Insomma, dal punto di vista strettamente militare, quello di Trump non sarebbe affatto un colpo decisivo alla struttura militare di Damasco.

Ci si chiede allora se sia stato l’orrore internazionale causato dal presunto attacco aereo con gas chimici nel villaggio di Khan Sheikhun, che ha causato 86 morti di cui 30 bambini e 20 donne, ad armare la mano di Trump. Questo è più probabile.

Come ogni populista consumato, Trump ha probabilmente dato il via all’attacco con 59 missili Tomahawk lanciati da due portaerei al largo del Mediterraneo – così da evitare il “fastidio” di vittime americane – per dare una svolta alla sua sofferente figura di presidente, così duramente minata dalle critiche non solo dell’opposizione, ma di gran parte dei media a stelle e strisce oltre che da quelli esteri.

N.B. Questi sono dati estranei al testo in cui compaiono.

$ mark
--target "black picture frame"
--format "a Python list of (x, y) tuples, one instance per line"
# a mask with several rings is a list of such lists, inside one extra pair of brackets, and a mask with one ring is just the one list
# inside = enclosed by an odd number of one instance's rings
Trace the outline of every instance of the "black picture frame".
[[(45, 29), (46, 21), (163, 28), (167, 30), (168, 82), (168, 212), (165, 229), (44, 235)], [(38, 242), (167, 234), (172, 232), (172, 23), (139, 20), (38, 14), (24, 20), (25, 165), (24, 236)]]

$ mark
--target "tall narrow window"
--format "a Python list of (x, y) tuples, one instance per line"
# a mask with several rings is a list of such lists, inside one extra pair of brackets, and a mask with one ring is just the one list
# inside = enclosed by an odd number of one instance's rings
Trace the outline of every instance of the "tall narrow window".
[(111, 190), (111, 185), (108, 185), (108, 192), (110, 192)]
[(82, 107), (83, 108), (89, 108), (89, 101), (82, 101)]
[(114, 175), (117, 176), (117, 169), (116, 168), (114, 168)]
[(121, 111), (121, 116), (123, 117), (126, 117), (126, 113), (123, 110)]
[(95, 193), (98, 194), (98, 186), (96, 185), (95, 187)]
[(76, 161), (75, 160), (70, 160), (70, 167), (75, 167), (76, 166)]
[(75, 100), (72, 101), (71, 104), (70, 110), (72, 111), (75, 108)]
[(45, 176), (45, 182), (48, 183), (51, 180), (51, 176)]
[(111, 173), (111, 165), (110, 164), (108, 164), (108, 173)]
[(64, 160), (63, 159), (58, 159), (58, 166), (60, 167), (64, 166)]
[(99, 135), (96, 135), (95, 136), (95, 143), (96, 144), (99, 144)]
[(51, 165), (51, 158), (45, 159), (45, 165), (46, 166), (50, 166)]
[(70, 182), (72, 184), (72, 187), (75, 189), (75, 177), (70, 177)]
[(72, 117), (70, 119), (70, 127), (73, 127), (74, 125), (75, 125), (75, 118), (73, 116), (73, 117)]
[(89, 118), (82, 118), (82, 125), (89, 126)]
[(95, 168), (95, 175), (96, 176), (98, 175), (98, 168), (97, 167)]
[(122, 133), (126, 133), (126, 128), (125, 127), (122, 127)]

A questo punto però la partita dovrebbe chiudersi. Putin ha infatti bollato l’azione militare di Trump come “un’aggressione contro una nazione sovrana”, considerando l’attacco come un “tentativo di sviare l’attenzione del mondo dalle vittime civili in Iraq dove una serie di raid della coalizione ha provocato la morte di almeno 150 persone a Mosul il mese scorso”. Inoltre tale azione – aggiunge Putin arrecherà “danni significativi alle relazioni Usa-Russia” e crea “un serio ostacolo” alla costituzione di una coalizione internazionale per sconfiggere l’Is.

Non credo che Trump voglia seriamente far saltare il tavolo con Putin sulla “lotta globale al terrorismo” (ancora solo sulla carta), quindi è più che probabile che l’attacco di stanotte alla Siria sia stato effettuato da Trump più per motivi di immagine interna che di “giustizia internazionale”, in considerazione anche delle critiche mosse in passato all’amministrazione Obama proprio sull’intervento militare in Siria.

Inoltre, c’è chi vede nell’azione militare di Trump una marcata vena di ipocrisia: dall’inizio della guerra civile in Siria si stimano circa 465.000 vittime, di cui 321.000 rimaste uccise e 145.000 disperse. Nel corso del conflitto le vittime di gas tossici sono circa lo 0,5% del totale. Come mai allora Trump decide di intervenire solo adesso, quando in passato nemmeno i 5 milioni di profughi sono bastati a suscitare in lui una crisi di coscienza? Forse la risposta è, ancora una volta, nel suo America first, visto che quei profughi non erano un problema suo ma delle nazioni europee che dovevano accoglierli.